CINEMA E TV
Last Days: ultimi bagliori di un maledetto
Last Days
U.S.A., 2005
Di Gus Van Sant
Con Michael Pitt, Lukas Haas, Asia Argento, Scott Green
Nicole Vicius, Ricky Jay, Ryan Orion, Harmony Korine
Quando, nel mese di aprile 1994, Kurt Cobain si sparò un colpo di fucile per farla finita nella sua Seattle, una nuova leggenda entrò nel mito del Rock.
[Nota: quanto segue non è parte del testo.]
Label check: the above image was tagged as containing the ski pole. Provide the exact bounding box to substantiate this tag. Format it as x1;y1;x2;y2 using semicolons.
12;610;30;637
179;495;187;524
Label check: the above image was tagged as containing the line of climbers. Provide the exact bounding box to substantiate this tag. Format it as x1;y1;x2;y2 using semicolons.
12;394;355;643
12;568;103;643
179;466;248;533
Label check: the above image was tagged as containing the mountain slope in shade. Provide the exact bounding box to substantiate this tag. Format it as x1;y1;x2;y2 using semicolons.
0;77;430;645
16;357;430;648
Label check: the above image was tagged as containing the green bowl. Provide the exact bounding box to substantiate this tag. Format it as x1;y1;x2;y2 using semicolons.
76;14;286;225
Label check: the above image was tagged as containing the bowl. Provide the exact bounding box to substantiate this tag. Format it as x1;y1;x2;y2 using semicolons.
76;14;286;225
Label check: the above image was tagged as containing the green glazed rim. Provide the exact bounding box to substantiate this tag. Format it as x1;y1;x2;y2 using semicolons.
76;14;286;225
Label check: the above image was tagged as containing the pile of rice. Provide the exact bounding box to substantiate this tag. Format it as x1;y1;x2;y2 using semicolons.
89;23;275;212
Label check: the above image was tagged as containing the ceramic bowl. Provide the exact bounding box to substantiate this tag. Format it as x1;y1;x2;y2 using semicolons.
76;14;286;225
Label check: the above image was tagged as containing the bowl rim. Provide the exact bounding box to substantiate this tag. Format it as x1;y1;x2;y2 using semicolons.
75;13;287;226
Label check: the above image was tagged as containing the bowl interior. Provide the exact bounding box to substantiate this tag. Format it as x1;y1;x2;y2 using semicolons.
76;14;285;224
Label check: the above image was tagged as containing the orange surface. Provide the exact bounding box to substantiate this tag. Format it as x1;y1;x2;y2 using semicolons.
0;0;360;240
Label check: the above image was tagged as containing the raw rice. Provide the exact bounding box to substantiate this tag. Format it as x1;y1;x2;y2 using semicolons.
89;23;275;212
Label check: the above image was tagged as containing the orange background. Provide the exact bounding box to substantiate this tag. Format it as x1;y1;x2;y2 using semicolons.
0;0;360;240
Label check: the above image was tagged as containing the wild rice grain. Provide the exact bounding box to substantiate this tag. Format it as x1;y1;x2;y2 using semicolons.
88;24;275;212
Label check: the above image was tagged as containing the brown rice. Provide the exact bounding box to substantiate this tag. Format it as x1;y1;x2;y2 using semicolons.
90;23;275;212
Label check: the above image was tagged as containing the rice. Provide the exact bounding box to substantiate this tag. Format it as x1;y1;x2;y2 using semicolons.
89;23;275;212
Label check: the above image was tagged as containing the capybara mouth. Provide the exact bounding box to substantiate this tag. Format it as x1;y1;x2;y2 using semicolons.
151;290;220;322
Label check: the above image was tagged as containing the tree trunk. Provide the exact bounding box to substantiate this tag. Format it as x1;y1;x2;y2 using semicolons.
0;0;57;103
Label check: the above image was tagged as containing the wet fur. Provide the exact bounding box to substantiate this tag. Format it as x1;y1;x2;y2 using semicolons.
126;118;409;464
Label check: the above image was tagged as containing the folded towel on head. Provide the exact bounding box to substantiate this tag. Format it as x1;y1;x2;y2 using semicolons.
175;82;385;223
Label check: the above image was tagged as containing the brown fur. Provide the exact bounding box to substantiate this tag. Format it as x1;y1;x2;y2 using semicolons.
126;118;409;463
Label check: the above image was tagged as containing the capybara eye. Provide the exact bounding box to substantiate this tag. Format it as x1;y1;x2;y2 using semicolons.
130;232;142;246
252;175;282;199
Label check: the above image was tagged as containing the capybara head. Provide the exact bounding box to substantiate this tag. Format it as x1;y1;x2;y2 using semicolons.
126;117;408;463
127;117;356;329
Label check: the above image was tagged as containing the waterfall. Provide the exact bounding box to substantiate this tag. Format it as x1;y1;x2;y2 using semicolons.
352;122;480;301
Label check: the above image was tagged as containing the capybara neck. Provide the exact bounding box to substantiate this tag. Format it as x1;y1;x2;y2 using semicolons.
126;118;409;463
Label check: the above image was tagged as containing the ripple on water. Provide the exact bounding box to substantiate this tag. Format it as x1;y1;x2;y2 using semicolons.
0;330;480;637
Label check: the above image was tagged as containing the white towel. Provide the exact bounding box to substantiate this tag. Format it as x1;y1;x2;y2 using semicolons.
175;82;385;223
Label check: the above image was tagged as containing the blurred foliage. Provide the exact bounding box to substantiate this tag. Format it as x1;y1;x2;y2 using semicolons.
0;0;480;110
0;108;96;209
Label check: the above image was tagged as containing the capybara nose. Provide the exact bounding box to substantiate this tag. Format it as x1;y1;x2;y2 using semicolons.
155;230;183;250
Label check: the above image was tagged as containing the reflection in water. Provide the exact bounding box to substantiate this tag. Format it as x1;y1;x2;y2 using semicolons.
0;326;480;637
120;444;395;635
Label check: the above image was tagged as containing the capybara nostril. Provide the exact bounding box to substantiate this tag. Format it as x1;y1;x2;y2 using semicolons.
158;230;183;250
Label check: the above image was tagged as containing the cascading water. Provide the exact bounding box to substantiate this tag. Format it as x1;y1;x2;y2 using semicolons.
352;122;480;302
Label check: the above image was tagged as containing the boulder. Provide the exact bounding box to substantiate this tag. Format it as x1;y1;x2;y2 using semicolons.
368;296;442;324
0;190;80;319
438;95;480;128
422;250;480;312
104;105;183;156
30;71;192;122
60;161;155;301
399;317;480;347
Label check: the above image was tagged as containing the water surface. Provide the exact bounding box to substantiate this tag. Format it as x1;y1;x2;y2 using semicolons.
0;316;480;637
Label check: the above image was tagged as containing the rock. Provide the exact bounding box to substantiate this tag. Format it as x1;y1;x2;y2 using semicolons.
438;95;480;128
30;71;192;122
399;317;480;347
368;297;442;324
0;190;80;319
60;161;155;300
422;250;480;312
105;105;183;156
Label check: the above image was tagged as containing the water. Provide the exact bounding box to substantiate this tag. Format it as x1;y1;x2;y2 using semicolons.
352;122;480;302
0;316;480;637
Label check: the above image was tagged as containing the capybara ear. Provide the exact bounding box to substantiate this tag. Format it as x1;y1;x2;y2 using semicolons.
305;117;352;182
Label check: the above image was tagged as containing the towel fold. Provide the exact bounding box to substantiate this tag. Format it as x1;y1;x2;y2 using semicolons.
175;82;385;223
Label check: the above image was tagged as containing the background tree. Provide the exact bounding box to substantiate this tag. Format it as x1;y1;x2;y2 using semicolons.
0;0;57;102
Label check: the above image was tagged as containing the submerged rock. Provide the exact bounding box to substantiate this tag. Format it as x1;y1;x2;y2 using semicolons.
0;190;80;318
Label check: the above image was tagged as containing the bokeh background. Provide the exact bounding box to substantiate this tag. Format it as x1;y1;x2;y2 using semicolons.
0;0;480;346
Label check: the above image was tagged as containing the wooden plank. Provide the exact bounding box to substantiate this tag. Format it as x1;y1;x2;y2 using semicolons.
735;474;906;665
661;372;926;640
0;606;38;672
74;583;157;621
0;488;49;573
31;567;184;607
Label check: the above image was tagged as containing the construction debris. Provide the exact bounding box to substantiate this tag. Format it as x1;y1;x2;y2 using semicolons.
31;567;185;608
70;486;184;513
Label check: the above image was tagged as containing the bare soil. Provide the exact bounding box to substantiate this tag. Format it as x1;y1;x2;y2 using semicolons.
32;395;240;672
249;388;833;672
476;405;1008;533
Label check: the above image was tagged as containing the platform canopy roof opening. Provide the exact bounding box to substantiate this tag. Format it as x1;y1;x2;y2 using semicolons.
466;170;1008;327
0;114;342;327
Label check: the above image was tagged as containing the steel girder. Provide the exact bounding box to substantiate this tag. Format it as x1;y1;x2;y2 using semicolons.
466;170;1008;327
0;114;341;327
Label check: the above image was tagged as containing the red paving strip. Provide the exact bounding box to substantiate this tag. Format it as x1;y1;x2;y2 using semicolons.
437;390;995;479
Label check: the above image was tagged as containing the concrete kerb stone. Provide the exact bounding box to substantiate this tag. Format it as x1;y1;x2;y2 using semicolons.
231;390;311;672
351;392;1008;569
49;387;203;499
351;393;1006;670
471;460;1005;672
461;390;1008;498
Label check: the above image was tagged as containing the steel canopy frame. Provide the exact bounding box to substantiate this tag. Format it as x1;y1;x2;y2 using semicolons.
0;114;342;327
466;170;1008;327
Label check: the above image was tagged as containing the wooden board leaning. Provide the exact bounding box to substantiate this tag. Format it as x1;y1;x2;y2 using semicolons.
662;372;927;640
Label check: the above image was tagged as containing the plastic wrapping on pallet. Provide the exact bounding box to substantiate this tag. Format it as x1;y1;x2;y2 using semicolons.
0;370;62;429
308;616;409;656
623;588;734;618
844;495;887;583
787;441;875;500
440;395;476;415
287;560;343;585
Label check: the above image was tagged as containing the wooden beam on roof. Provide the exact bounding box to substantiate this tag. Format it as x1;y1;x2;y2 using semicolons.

E il mondo imparò a piangere il leader dei “Nirvana” continuandolo a ricordare ciclicamente attraverso alcuni omaggi postumi (il cd “Unplugged in New York”, pubblicato nello stesso anno della morte, è uno dei concerti acustici più belli ed evocativi prodotti nella storia del Rock contemporaneo, oltre ad essere il testamento non solo artistico di Cobain). Ma facciamo un passo indietro: con la fine degli anni ’80, una nuova corrente apre nuove frontiere musicali: si tratta del “Grunge”, nato nella città di Seattle, un movimento nel quale i “Nirvana” ed altre celebri band come i “Pearl Jam” scrivono pagine fondamentali fin dai primi anni ’90. Cobain fa sicuramente parte della nutrita schiera dei maledetti (musicisti, poeti, divi cinematografici, etc), con le sue canzoni intrise di presagi generazionali, idolo esemplare come lo divennero Jim Morrison dei “Doors” , dopo la sua morte, e John Lennon, non solo dopo il suo clamoroso omicidio. Oggi, il regista Gus Van Sant, straordinario esploratore di anime alla deriva, cineasta che ama le storie di gioventù bruciate (ed è impossibile non pensare al River Phoenix del suo “Belli e dannati”, morto troppo giovane come James Dean), presenta il suo ultimo lavoro a Cannes, “Last days”, imperniato sulle ultime ore di un personaggio ispirato a Cobain. Si tratta di un omaggio ad una cultura capace di trasformare una storia individuale in una parabola sociale (come in “Elephant”, che rievocò l’emblematica strage del liceo Columbine). Non dunque un pedissequo biopic, ma un puro pretesto (con protagonista il bravo Michael Pitt) per narrare le possibilità di fuga di una intera generazione, quella della presente epoca globalizzata, votata al nulla e sconvolta da turbinose nevrosi autodistruttive. Vediamo Blake (lo pseudo – Cobain) perdersi nella natura notturna di un bosco, alla ricerca di qualche ispirazione. Capiamo subito che egli vive da rifugiato nella sua bella villa di pietra, che evita pure le persone che gli vivono accanto, nello sconvolgente caos che è la propria vita.